OWCモノローグ)悪夢 by 笠羽流雨

狭いトンネルの中を死に物狂いで這い進んでいた。
目的は分からない。けど、きっと何かから逃げていたのだと思う。
私を追う恐ろしく大きなやつがいて、それはあまりに大きくて、大きすぎて、見ることができない。でも、それが発する音を聞くことはできる。それはとてもゆっくり、ゆっくり、けれど止まることなく私を追いかけてくる。キリキリキリと、世界が軋むような、言葉にしがたい不快な音をたてながら。
 私はひたすらトンネルを進んだ。手も足も血だらけだった。関節という関節がとっくに限界を超えていた。私の体は体というよりは、肉体。いや、肉の塊。死んだ肉の塊。指先の感覚はもうずっと前に失われていた。
トンネルの中は真っ暗闇で、前も後ろも分からない。でも、止まることはできなかった。止まったら……どうなる? 止まったら……の先のことを想像もしたくない。考えたくない。進め、進め、進め、その先に何があろうとも。
暗闇の中にいると、このまま世界の果てまで進める気がした。進め、進む以外に私には選択肢はない。選択肢がない限り、その先に何があろうとこれは間違いじゃない。少なくとも私のせいじゃない。
……あれ? 意識の断絶。瞬間、闇が途切れた。投げ出された私の肉体は薄暗いトンネルの分岐点にいた。その狭い空間の四方には私が進んできた穴と抽象的なレベルで同じようにみえる穴が四つあった。このうちどれかを選ばなければならない。けれど……。

【問題】
次の選択肢AからAの中で最も適切なものを一つ選びなさい。
A トンネル
A トンネル
A トンネル
A トンネル

私は巨大な無力感によって打ちのめされるのを感じた。私にはこの穴のどれかを選ぶことができない。そう直感した。この問題は私には解けない。私にはその力がない。考えるうち、自分がどの穴からこの部屋に来たのかさえ分からなくなった。

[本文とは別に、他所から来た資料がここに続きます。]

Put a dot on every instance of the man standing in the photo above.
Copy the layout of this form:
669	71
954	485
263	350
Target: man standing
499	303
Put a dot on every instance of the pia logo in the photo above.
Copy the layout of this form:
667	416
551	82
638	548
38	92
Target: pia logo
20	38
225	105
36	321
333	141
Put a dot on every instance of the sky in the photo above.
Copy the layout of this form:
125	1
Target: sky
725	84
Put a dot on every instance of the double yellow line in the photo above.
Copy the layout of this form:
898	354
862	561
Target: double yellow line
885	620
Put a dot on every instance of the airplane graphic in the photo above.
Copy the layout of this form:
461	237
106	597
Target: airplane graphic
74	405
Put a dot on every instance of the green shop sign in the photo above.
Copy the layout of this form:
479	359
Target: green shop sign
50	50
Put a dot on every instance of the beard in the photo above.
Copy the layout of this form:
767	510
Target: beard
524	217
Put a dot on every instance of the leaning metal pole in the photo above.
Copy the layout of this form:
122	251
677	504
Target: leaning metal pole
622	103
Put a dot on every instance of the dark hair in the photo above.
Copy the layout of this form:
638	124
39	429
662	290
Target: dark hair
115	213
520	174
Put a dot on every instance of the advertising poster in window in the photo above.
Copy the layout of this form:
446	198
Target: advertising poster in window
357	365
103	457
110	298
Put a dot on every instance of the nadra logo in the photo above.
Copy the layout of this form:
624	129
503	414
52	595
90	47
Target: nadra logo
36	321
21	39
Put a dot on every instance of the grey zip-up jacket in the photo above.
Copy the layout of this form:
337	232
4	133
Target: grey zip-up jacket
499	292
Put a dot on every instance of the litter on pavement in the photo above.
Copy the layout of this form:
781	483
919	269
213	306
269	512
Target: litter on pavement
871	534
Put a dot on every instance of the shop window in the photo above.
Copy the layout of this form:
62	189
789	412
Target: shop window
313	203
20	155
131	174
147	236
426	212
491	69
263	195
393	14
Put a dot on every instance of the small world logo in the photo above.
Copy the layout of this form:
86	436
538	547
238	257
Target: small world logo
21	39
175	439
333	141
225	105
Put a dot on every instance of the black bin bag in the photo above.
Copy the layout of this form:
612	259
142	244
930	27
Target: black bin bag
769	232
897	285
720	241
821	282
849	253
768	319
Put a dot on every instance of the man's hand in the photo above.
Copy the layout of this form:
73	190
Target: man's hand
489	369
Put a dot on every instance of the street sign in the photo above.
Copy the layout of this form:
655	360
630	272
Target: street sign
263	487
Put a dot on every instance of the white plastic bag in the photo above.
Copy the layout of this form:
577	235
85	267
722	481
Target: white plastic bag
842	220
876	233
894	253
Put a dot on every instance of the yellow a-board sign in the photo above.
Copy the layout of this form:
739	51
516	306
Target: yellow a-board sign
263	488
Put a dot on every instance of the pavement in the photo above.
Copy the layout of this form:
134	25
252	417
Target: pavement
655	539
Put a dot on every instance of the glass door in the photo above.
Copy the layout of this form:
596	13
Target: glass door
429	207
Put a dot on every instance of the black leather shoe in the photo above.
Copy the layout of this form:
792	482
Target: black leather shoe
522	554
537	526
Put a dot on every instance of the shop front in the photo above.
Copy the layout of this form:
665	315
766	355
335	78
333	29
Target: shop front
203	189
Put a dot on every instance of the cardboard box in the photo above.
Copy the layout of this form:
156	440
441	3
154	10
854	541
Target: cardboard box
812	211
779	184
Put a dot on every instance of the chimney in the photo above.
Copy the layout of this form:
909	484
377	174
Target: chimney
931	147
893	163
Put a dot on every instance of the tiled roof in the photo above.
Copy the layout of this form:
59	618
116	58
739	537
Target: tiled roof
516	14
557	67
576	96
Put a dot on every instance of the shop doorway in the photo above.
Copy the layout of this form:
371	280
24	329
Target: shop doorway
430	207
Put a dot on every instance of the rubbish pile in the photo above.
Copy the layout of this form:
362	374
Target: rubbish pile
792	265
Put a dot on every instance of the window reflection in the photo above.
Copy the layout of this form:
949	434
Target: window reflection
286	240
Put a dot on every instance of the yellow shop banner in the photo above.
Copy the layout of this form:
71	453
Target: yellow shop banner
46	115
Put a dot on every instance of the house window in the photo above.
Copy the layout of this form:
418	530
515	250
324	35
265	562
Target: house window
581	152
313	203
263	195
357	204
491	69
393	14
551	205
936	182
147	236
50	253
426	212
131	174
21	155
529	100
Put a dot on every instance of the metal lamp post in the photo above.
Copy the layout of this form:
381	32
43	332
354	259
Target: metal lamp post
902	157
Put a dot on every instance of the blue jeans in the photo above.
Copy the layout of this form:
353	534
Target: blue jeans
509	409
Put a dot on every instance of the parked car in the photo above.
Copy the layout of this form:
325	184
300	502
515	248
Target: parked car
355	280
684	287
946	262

恐怖が、私をとらえていた。ここにも追手が来る。

【問題】
生きるべきか、死ぬべきか。
A 生きるべき
A 死ぬべき
A どちらでもない
A どちらでもある

ある選択を他の選択を排して掴み取るための合理性がない。これは必然じゃない。この問題には答えがあるはずなのに私にはそれを解く力がない。解く力がないが解く以外に道がない。道を選ばないという道はないのに、道を選べない上に道は目の前にいくつもある。
 その思考の鎖が私自身を雁字搦めにしてゆく。鎖は繭糸のようにベタベタ纏いついて、いやらしい。ああ、息もできないない。苦しい。
 窒息する間際になって、私は偶然のうちに四つある穴のうち一つのほうへよろめいた。回転する駒が倒れる瞬間。自発的対称性の破れ。隠れていた微かな必然性。その必然性に私は私のすべてを託す。一筋の光へむけて私は飛び込む。もう、なにも考える必要はない。考えるのは疲れる。私は再び死に物狂いでトンネルを這い進み始めた。この先に何があるのか分からない。しかし、あの場所より悪い所へは出ないはずだ。それ以上苦しみに満ちた場所なんて、想像もできない。私は自分を鼓舞してはい進んだ。何かをしているときは何もしていないときよりはずっと安心できた。
 断絶。私はふと、トンネルを抜けた。そこは、四方に四つの穴がある空間で、私が通ったあの場所と抽象的なレベルでそっくりだった。
うああああああああ!!
私は涙を流し絶叫した。全身を波打たせ、激しく怒り、頭を掻きむしって嗚咽した。……しかし、私は発狂しなかった。私はこういう時に自分が発狂していいのかさえ判断できなかった。世界に存在するすべての問題が、私には難しすぎるように思われた。

「試験終了、五分前です」

目が覚める。揺らぐ目の焦点が合って、前方の時計の針が網膜の上で像を結ぶ。